Videogames have made power fantasies trivial.  Here!  Do this quicktime event to DESTROY THE UNIVERSE!  You pressed X, then Y, then A?  You, sir, are a badass.
Which is interesting, because the worlds of my old videogames were designed to kill you quickly, so the next quarter could be inserted.  Their whole profit margin involved shuffling you to that “GAME OVER” screen as soon as possible.
When I was a kid, the world was designed to show you how insignificant you were.  You weren’t the center of a universe that was waiting hand-and-foot for you to come along and rescue them; you were a small, pizza-shaped wedge beset by four ghosts, any of whom could kill you by touching you.  You were a spaceship at the bottom of a screen, harangued by hundreds of flying, shooting enemies.  You were a small spaceship struggling to survive in a deadly asteroid field.  You died easily, trivially, unfairly.
Your only way to survive was to become legend.
There was no easy way to do this, aside from applying hard-earned skill.  You plunked quarters into the damn machine until you figured out the patterns, honed your reflexes, slid into the game’s rhythm.  Bit by bit, you lasted longer: two minutes. Five.  Ten.  If you were exceptionally good you might last fifteen, at which point other pasty nerds would edge forward to watch you, knowing they were seeing something that few got to witness.  Sometimes you’d show them screens that had only existed in rumor before.
There was no in-game reward, and little out-of-game reward, as videogames weren’t particularly cool then.  But the right people would know that you had that high score, your three letters your call sign (“WTS” for me early on, “WZL” now), the unremarkable skill.

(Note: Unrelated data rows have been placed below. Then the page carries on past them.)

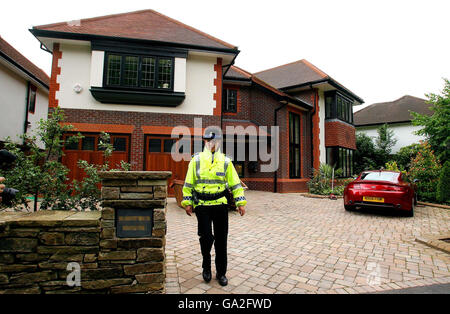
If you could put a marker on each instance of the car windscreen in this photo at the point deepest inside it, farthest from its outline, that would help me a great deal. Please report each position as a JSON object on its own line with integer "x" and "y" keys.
{"x": 380, "y": 176}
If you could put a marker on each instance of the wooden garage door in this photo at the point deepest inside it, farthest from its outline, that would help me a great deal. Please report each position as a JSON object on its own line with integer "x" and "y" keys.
{"x": 88, "y": 149}
{"x": 158, "y": 157}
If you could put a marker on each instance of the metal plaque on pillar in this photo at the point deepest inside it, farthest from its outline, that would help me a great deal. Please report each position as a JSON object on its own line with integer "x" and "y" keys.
{"x": 134, "y": 223}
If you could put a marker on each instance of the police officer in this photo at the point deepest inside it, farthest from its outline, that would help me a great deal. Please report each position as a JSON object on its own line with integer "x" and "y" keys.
{"x": 209, "y": 175}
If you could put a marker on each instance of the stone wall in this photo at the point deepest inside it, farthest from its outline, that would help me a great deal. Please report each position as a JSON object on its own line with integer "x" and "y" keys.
{"x": 36, "y": 248}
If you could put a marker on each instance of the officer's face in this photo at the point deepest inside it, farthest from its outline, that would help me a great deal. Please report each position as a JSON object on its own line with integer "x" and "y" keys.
{"x": 212, "y": 145}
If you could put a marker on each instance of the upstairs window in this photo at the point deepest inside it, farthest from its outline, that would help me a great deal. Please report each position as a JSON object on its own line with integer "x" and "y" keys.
{"x": 338, "y": 107}
{"x": 31, "y": 98}
{"x": 230, "y": 100}
{"x": 139, "y": 72}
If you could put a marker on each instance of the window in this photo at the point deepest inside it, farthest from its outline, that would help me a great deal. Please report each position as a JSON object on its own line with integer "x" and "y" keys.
{"x": 139, "y": 72}
{"x": 230, "y": 100}
{"x": 154, "y": 145}
{"x": 32, "y": 98}
{"x": 338, "y": 107}
{"x": 341, "y": 158}
{"x": 120, "y": 144}
{"x": 294, "y": 145}
{"x": 88, "y": 143}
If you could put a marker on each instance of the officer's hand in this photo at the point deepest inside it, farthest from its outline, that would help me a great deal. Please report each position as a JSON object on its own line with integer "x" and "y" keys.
{"x": 188, "y": 210}
{"x": 2, "y": 186}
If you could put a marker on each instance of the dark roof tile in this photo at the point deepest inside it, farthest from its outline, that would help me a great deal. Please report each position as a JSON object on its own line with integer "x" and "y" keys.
{"x": 22, "y": 61}
{"x": 391, "y": 112}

There were no faux-skills to be built up.  You had to learn a real skill – perhaps one that wasn’t usable anywhere anywhere else, but one that set you apart from other people.  You didn’t pretend to be a badass soldier – you became a badass player, and that in turn gave you a strange and ephemeral confidence.  You’d watch the novices play and realize how far you’d come.  You’d put the quarter in and feel invincible.
Thing is, I spent maybe fourteen hours devastating New York in Prototype 2.  I tore the heads of goliaths, I firebombed secret bunkers, I fought the US Army and the mercenary forces of watches to a standstill, then defeated Alex Mercer in an epic rooftop battle.

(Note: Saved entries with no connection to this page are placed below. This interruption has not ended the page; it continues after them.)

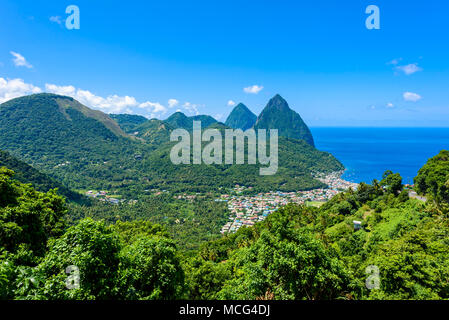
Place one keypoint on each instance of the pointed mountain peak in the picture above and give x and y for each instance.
(241, 118)
(279, 103)
(278, 115)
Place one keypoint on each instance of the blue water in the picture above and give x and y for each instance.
(368, 152)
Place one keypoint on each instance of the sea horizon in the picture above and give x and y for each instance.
(366, 152)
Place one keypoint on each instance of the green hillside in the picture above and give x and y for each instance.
(128, 122)
(241, 118)
(86, 149)
(398, 250)
(278, 115)
(41, 182)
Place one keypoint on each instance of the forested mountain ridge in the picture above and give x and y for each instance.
(278, 115)
(41, 182)
(241, 118)
(86, 149)
(128, 122)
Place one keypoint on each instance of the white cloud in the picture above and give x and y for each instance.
(56, 19)
(255, 89)
(20, 61)
(192, 108)
(172, 103)
(410, 96)
(153, 108)
(409, 69)
(14, 88)
(395, 61)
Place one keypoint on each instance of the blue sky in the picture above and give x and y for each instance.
(136, 56)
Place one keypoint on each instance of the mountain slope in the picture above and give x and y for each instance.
(241, 118)
(80, 147)
(86, 150)
(128, 122)
(27, 174)
(179, 120)
(278, 115)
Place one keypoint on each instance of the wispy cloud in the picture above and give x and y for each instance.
(411, 96)
(14, 88)
(56, 19)
(191, 108)
(255, 89)
(395, 61)
(409, 69)
(172, 103)
(19, 60)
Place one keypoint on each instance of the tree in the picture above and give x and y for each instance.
(392, 182)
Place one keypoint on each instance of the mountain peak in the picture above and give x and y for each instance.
(278, 115)
(241, 118)
(279, 103)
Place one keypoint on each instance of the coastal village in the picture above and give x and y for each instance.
(247, 210)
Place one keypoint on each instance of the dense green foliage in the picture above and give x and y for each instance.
(41, 182)
(128, 122)
(241, 118)
(179, 120)
(278, 115)
(188, 222)
(298, 252)
(433, 180)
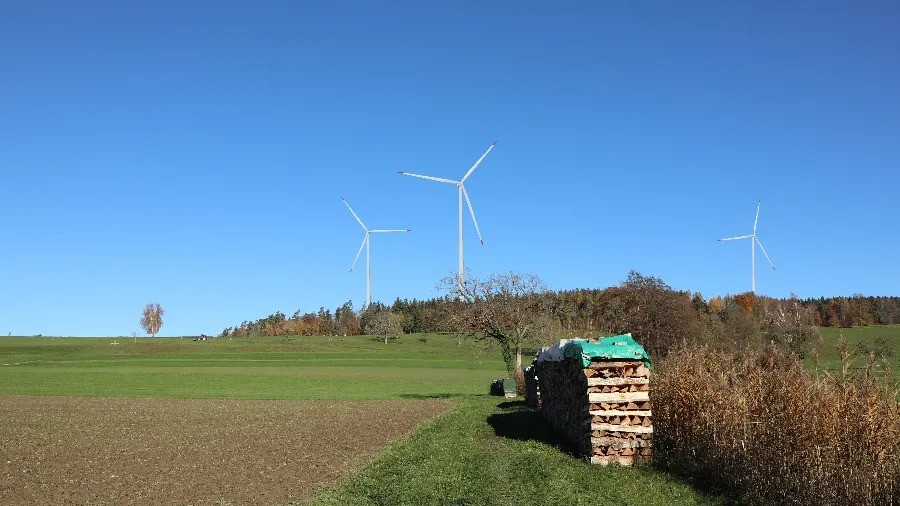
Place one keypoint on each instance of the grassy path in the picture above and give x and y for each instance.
(491, 452)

Yet none of that meant one-tenth as much to me as my legendary Ms. Pac-Man run, where I spent two agonizing hours racking up a personal best score with my Dad and wife at my side cheering me on.  Because in one game, all of my prowess was granted to me by a developer who wanted me to feel good about myself.  In another, I had painstakingly built up an arsenal of skills over the years, stealing prowess from a developer who wanted me to die, die, and die now.
The design has changed.  And I wonder how that affects people today.